The Holme-Kim (**HK**) incorporates triangular linking (local clustering) into the BA model, with a probability $p$ of adding an additional edge to one of the neighbours of the new node's connection, thus increasing the network's clustering coefficient. This adaptation reflects more realistic social networks where nodes tend to form tightly knit groups or communities.
## Watts-Strogatz algorithm for Small-World networks
Small World property? The average distance grows "slowly" with $N$:
$d \cong \frac{log N}{log < k >}$
As the network size increases, the average distance between nodes remains relatively small, even for large networks.
The Watts-Strogatz model is a fundamental model in network theory, particularly known for introducing the concept of 'small-world' networks.
This model bridges the gap between regular lattices and random graphs, capturing both local clustering and short average path lengths.

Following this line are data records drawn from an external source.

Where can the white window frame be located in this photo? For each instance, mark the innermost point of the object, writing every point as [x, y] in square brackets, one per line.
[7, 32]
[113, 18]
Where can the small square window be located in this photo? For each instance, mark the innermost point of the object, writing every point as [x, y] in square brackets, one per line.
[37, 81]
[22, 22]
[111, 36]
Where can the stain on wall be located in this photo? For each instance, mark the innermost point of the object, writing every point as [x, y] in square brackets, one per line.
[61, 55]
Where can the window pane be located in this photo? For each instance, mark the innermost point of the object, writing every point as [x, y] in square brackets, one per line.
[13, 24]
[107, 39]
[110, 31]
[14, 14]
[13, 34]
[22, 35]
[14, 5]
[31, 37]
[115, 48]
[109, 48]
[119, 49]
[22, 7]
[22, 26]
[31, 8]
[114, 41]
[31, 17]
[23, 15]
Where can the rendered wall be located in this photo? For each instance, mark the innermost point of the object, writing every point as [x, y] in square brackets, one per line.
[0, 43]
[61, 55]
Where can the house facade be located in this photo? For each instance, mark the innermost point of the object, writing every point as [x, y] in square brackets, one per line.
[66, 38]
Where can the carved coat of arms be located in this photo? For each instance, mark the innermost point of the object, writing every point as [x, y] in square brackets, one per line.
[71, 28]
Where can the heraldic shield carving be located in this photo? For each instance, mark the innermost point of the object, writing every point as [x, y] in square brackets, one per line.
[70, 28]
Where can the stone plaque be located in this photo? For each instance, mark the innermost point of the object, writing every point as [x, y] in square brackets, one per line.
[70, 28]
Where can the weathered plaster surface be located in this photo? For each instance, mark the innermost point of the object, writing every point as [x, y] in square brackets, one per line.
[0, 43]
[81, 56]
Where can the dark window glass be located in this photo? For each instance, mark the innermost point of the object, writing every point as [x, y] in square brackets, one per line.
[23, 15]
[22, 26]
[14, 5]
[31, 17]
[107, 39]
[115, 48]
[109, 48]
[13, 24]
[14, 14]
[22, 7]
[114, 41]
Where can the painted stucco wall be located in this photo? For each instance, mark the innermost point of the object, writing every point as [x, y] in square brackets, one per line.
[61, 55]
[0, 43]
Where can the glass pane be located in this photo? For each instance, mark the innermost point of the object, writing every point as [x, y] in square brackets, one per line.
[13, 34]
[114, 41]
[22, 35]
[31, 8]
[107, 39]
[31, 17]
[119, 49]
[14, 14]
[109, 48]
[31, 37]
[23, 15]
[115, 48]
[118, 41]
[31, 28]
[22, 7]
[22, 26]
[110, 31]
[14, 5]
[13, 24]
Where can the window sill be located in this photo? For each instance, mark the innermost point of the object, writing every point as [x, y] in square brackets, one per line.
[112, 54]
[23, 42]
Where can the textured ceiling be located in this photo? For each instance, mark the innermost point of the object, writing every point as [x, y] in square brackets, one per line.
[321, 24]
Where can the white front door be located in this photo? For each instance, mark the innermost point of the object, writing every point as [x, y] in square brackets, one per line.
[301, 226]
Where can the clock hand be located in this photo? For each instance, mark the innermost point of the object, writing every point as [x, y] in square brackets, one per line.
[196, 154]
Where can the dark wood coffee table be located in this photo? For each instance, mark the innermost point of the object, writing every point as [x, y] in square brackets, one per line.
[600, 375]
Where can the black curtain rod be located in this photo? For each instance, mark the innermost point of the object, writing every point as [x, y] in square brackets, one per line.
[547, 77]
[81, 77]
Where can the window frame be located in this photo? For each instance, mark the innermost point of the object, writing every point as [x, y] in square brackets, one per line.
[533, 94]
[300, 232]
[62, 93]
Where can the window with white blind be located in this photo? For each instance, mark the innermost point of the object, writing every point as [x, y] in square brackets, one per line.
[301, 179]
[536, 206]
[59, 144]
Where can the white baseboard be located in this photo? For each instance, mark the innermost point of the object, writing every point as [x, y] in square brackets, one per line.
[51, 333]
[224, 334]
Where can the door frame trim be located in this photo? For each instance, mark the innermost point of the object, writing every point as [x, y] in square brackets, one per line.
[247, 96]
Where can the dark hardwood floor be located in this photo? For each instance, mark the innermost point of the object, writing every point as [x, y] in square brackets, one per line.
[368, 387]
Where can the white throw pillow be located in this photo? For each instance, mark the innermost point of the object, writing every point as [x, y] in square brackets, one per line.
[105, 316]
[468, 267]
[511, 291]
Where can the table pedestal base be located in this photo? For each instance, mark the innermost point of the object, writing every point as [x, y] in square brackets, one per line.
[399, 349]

1. It starts with a regular lattice (ring) where each node is connected to $k$ nearest neighbours
2. Then rewires each edge with a probability $p$. The rewiring process introduces randomness and decreases the network's characteristic path length.
This model demonstrates how a small amount of randomness $p$ in a regular network can significantly reduce the path length, creating the 'small-world' phenomenon, while maintaining a high clustering coefficient, which is characteristic of many real-world networks, including social networks and neural networks.
## Stochastic block-model
The Stochastic Block Model (SBM) is a "block" generalization of Erdös-Rényi networks and it's completely defined by:
- the number of nodes $N$
- the number of groups (blocks) $B$
- a partition of the nodes: the group membership $b_i$ of each node $i$
- the probabilities $p_{rs}=p_{sr}$ that a node in group $r$ is linked to a node in group $s$ (including $r=s)$
We can then (based on probabilities on connecting nodes between different groups (or the same group) define a matrix adjacency.

It is a general, versatile model for large-scale networks, suitable to parameter identification via statistical inference techniques.